Nanny was up at 6:30 every morning. Coffee was on by 7. Biscuits and sausage on weekends was ready by 7:30. The friends and family that she loved so much would start popping in about that time too. The aunts came every day. Some of the uncles did too. Her grandkids all stopped in at least once a week and those that didn’t heard all about it the next. She sat in her chair, occasionally getting up to fill up her cup, and she talked to everyone that came by. She would have something for lunch ready about 11 am and it was always something hearty. Always enough to feed an army.

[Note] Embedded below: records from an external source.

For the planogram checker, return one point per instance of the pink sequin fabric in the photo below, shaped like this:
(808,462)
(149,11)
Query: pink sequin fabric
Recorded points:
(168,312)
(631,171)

My son will tell you about the Honey Buns. She always had boxes of Honey Buns. She would dole them out to every grandchild and great-grandchild and great-great-grandchild. Watching their eyes light up when they tasted the yummy sweetness was ever satisfying to her. Then he would tell you about her toy cabinet and the giant legos. He has spent many a morning creating and playing and listening to the grown ups.
Wow could we talk. We talked about every thing. We talked about every one. We got filled in on who was getting married, who was getting divorced, who was having a baby or breaking up. I don’t consider it gossip if it’s all true and about family. I shared my hopes. I listened with rapt attention. I have a fondness for the older generation. There is so much to learn from them. So much history they played witness to, and I can’t help but want to hear anything they want to tell me. I loved listening to Nanny’s stories. I loved the story she wrote about her life.

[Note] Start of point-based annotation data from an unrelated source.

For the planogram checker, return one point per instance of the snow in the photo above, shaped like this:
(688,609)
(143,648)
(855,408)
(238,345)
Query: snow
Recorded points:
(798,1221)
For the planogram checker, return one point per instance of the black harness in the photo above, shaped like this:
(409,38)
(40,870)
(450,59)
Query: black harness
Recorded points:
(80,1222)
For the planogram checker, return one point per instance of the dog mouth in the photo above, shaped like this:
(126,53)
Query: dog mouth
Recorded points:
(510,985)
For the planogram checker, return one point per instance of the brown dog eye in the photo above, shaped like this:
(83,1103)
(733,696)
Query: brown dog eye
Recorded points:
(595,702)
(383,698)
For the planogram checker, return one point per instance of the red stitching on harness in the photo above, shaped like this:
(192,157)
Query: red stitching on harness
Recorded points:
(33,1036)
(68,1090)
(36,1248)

She was a small town Texas girl, born a stones throw from where I grew up. She was married young and had her first child at 16. She went on to have 6 children total, 3 boys and 3 girls. She never drove a day in her life. She was a survivor. She was loving. She could teach us all a lesson in forgiveness and a few lessons on life. She was generous. She loved.

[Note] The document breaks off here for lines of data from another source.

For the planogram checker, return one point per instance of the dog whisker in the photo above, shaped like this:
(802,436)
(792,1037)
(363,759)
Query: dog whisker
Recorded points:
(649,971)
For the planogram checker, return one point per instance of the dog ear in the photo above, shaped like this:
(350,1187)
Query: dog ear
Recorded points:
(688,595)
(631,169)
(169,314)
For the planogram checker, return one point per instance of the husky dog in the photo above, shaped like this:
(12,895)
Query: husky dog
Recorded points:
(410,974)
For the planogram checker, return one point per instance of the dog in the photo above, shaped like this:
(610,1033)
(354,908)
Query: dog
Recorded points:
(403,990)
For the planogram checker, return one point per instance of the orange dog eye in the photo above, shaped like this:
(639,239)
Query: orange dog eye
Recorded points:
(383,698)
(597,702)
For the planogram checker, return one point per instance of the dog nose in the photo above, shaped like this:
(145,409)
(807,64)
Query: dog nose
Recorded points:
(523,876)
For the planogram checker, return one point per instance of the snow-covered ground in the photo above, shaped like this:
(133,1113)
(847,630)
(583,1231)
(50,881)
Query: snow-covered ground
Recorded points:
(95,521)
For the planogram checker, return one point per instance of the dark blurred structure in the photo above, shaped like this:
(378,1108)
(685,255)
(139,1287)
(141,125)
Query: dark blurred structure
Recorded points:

Above all Nanny loved. That was her gift. That is what made her so amazing. She loved unconditionally. She loved whether you deserved it or not. She loved through good times and bad. She loved through life and through death. It didn’t matter what was going on within her own body she still loved you and made that known in simple words and in wanting to stay involved.
There is something so simple in her love that is must surely be the lesson we are meant to learn from her. Keep your heart open, your front door unlocked, your smiles warm, your words caring and maybe, just maybe you will be a force in a life yet to be lived.
Even in death Nanny will live because she loved so many.